Early 19th Century Portrait Oil of Emperor Ferdinand I Austria P737

Early 19th century oil on canvas of a man in military uniform with decorations, painted circa 1825-1840 at the latest. I have had this looked at by an expert in the period and it’s the real thing. Has been professionally relined, with small repairs, mostly some in-painting to the background and some enhancement to the eyes and hair. Measurements are  33″ tall x 27 1/2″ wide, canvas 26″ x 21″.

A strong case can be made for this being a portrait of the Austrian Emperor Ferdinand I. What first put us on to this is the Order of The Golden Fleece he wears around his neck, which automatically narrows the field considerably, being only awarded to Spanish or Austrian royalty and, exceptionally, to other grandees and statesmen and military figures of importance. Among the other discernible decorations is that of the order of Saint Theresa which further identifies him as being connected to the Austrian Empire. Further research, and comparison with other extant portraits, and a very helpful letter from a follower in Austria, identify him to our satisfaction as the Emperor.

Framed 28″ x 33″.

Call for pricing. (We give discounts to deposed royalty.)

Ferdinand I (19 April 1793 – 29 June 1875) was Emperor of Austria, President of the German Confederation, King of Hungary and Bohemia (as Ferdinand V), as well as associated dominions from the death of his father (Francis II, Holy Roman Emperor) on 2 March 1835, until his abdication after the Revolutions of 1848. He married Maria Anna of Savoy, the sixth child of Victor Emmanuel I of Sardinia. They had no issue. Ferdinand was incapable of ruling his empire because of his mental deficiency, so his father, before he died, drafted a will promulgating that he consult Archduke Louis on every aspect of internal policy, and urged him to be influenced by Prince Metternich, Austria’s foreign minister. He abdicated on December 2, 1848. He was succeeded by his nephew, Francis Joseph. Following his abdication, he lived in Hradčany Palace, Prague, until his death in 1875.

Early life

Ferdinand was the eldest son of Francis II, Holy Roman Emperor and Maria Theresa of Naples and Sicily. As a result of his parents’ genetic closeness (they were double first cousins), Ferdinand suffered from epilepsy, hydrocephalus, neurological problems, and a speech impediment. Upon his marriage to Maria Anna of Savoy, the court physician considered it unlikely that he would be able to consummate the marriage. He was educated by Joseph Kalasanz, baron Erberg, and his wife Josephine, née Gräfin von Attems.

Regency

Ferdinand has been depicted as feeble-minded and incapable of ruling, but although he had epilepsy, he kept a coherent and legible diary and has even been said to have had a sharp wit. Having as many as twenty seizures per day, however, severely restricted his ability to rule with any effectiveness.
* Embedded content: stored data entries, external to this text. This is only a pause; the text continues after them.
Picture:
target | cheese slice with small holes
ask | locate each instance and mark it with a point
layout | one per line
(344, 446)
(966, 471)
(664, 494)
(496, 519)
Though he was not declared incapacitated, a regent’s council (Archduke Louis, Count Kolowrat and Prince Metternich) steered the government. His marriage to Princess Maria Anna of Sardinia (1803–1884) was probably never consummated, nor is he believed to have had any other liaisons. When he tried consummating the marriage, he had 5 seizures. He is famous for his one coherent command: when his cook told him he could not have apricot dumplings (Marillenknödel) because apricots were out of season, he said “I’m the Emperor, and I want dumplings!” (German: Ich bin der Kaiser und ich will Knödel!).

1848 Revolution

Photograph of the aged Ferdinand dated circa 1870

Photograph of the aged Ferdinand dated circa 1870

As the revolutionaries of 1848 were marching on the palace, he is supposed to have asked Metternich for an explanation. When Metternich answered that they were making a revolution, Ferdinand is supposed to have said “But are they allowed to do that?” (Viennese German: Ja, dürfen’s denn des?) He was convinced by Felix zu Schwarzenberg to abdicate in favour of his nephew, Franz Joseph (the next in line was Ferdinand’s younger brother Franz Karl, but he was persuaded to waive his succession rights in favour of his son) who would occupy the Austrian throne for the next sixty-eight years.
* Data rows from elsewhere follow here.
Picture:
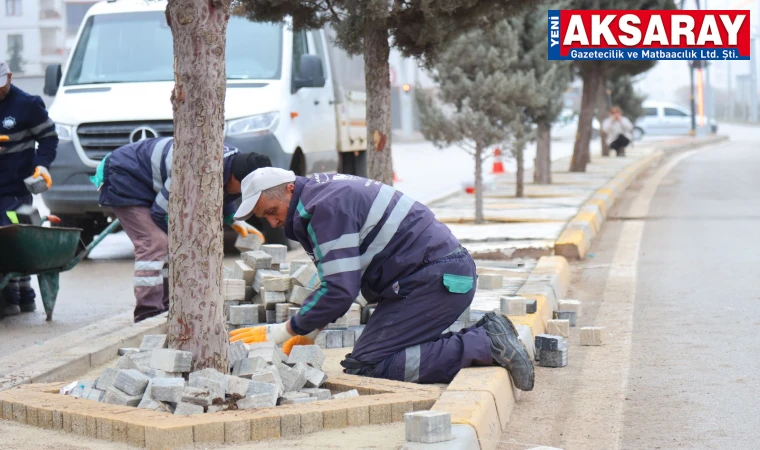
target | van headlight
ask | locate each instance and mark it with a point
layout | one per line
(259, 124)
(65, 132)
Ferdinand recorded the events in his diary: “The affair ended with the new Emperor kneeling before his old Emperor and Lord, that is to say, me, and asking for a blessing, which I gave him, laying both hands on his head and making the sign of the Holy Cross … then I embraced him and kissed our new master, and then we went to our room. Afterwards I and my dear wife heard Holy Mass … After that I and my dear wife packed our bags.”
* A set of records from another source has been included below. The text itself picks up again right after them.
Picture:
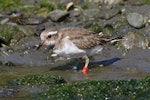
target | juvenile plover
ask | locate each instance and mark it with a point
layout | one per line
(75, 42)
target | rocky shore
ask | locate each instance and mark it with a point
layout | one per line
(22, 21)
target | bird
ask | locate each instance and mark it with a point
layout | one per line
(75, 42)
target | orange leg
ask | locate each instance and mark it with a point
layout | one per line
(85, 68)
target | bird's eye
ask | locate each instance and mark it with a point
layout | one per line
(49, 36)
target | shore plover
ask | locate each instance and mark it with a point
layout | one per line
(75, 42)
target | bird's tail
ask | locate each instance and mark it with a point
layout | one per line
(111, 39)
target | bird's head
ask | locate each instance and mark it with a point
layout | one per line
(48, 37)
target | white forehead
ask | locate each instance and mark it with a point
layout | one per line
(52, 32)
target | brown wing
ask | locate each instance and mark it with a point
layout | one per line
(83, 38)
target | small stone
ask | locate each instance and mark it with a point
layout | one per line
(136, 20)
(58, 15)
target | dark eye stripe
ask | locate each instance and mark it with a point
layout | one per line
(49, 36)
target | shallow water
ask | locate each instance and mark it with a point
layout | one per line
(134, 65)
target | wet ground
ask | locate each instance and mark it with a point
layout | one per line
(111, 64)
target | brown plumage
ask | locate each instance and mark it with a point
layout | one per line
(75, 42)
(83, 38)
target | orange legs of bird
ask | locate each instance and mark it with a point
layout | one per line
(85, 68)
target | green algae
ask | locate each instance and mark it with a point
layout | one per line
(44, 79)
(57, 88)
(89, 90)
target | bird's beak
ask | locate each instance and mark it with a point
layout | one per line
(40, 45)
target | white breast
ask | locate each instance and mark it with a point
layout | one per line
(69, 49)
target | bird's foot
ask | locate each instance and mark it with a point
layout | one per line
(85, 70)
Ferdinand was the last King of Bohemia to be crowned as such. Due to his sympathy with Bohemia (where he spent the rest of his life in Prague Castle) he was given the Czech nickname “Ferdinand V, the Good” (Ferdinand Dobrotivý). In Austria, Ferdinand was similarly nicknamed “Ferdinand der Gütige” (Ferdinand the Benign), but also ridiculed as “Gütinand der Fertige” (Goodinand the Finished).

He is interred in tomb number 62 in the Imperial Crypt in Vienna.